## Assignment 2: Hypothesis Testing

Hypothesis: Model trained on old data will do less well than more recent data.
Method: Taking responses from different years (e.g. 2018 vs 2020) to 4 intention questions, we train a logistic regression model and compare model performance on a held-out test set.

In [31]:
# HERE ARE ALL THE FUNCTIONS TO PREPROCESS DATA, TRAIN MODEL, GENERATE PREDICTIONS
# Note: since we use the PreFer training data, we cannot upload to github. If you wish to test the code to make sure it runs, you can use the fake data provided.

import pandas as pd
from sklearn.linear_model import LogisticRegression
from sklearn.model_selection import train_test_split
import joblib
import random


def clean_df(df, background_df=None):
    """
    Preprocess the input dataframe to feed the model.

    Parameters:
    df (pd.DataFrame): The input dataframe containing the raw data (e.g., from PreFer_train_data.csv or PreFer_fake_data.csv).
    background (pd.DataFrame): Optional input dataframe containing background data (e.g., from PreFer_train_background_data.csv or PreFer_fake_background_data.csv).

    Returns:
    dfs (pd.DataFrame): The cleaned dataframes with only the necessary columns and processed variables per year.
    """

    keepcols = [
        "nomem_encr",  # ID variable required for predictions,
        "birthyear_bg",
        "age_bg",
        "cf20m130", # Within how many years do you hope to have your first/next child?
        "cf20m128", # Do you think you will have children in the future?
        "cf20m129", # How many children do you think you'll have?
        "cf20m031" # What year did you marry?

    ] 

    # Keeping data with variables selected
    df = df[keepcols]

    # Calculate the median for each column
    medians = df.median()

    # Fill missing values with the median of each column
    df = df.fillna(medians)

    return df
    



def train_save_model(cleaned_df, outcome_df, model_name):
    """
    Trains a model using the cleaned dataframe and saves the model to a file.

    Parameters:
    cleaned_df (pd.DataFrame): The cleaned data from clean_df function to be used for training the model.
    outcome_df (pd.DataFrame): The data with the outcome variable (e.g., from PreFer_train_outcome.csv or PreFer_fake_outcome.csv).
    """
    
    ## This script contains a bare minimum working example
    
    # Combine cleaned_df and outcome_df
    model_df = pd.merge(cleaned_df, outcome_df, on="nomem_encr")

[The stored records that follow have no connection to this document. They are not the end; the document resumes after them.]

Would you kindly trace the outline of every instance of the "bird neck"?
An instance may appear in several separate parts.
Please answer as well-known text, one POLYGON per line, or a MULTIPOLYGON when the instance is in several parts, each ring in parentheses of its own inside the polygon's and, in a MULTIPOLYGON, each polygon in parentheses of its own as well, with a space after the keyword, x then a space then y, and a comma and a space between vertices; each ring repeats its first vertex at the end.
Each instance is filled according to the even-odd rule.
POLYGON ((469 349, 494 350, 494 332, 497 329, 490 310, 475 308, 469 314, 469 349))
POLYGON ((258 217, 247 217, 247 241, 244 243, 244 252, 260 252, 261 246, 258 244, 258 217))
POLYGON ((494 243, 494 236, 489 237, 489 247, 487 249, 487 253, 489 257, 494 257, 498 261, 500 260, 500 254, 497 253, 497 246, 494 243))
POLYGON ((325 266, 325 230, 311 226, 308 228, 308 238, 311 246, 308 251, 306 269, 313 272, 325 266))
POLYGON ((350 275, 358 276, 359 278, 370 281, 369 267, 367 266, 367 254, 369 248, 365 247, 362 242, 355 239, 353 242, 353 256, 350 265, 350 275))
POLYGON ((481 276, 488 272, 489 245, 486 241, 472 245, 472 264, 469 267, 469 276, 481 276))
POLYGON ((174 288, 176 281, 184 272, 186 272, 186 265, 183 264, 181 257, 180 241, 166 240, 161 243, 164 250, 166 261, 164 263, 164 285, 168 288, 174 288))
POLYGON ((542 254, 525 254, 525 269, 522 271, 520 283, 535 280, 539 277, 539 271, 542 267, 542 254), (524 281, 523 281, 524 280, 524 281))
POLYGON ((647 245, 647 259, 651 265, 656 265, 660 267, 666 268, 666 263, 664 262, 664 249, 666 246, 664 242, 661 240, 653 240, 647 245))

    # Filter cases for whom the outcome is not available
    model_df = model_df[~model_df['new_child'].isna()]  
    X = model_df.drop(['new_child', 'nomem_encr'], axis=1)
    y = model_df['new_child']

    # Define the model
    model = LogisticRegression(verbose=10)

    # Fit the model
    model.fit(X,y)

    # Save the model
    joblib.dump(model, f"{model_name}.joblib")

    # Print progress
    print("Model saved.")



In [32]:
def predict_outcomes(df, background_df=None, model_path="test_model.joblib"):
    """Generate predictions using the saved model and the input dataframe.

    The predict_outcomes function accepts a Pandas DataFrame as an argument
    and returns a new DataFrame with two columns: nomem_encr and
    prediction. The nomem_encr column in the new DataFrame replicates the
    corresponding column from the input DataFrame. The prediction
    column contains predictions for each corresponding nomem_encr. Each
    prediction is represented as a binary value: '0' indicates that the
    individual did not have a child during 2021-2023, while '1' implies that
    they did.

    Parameters:
    df (pd.DataFrame): The input dataframe for which predictions are to be made.
    background_df (pd.DataFrame): The background dataframe for which predictions are to be made.
    model_path (str): The path to the saved model file (which is the output of training.py).

    Returns:
    pd.DataFrame: A dataframe containing the identifiers and their corresponding predictions.
    """

    ## This script contains a bare minimum working example
    if "nomem_encr" not in df.columns:
        print("The identifier variable 'nomem_encr' should be in the dataset")

    # Load the model
    model = joblib.load(model_path)

    # Preprocess the fake / holdout data
    df = clean_df(df, background_df)

    # Exclude the variable nomem_encr if this variable is NOT in your model
    vars_without_id = df.columns[df.columns != 'nomem_encr']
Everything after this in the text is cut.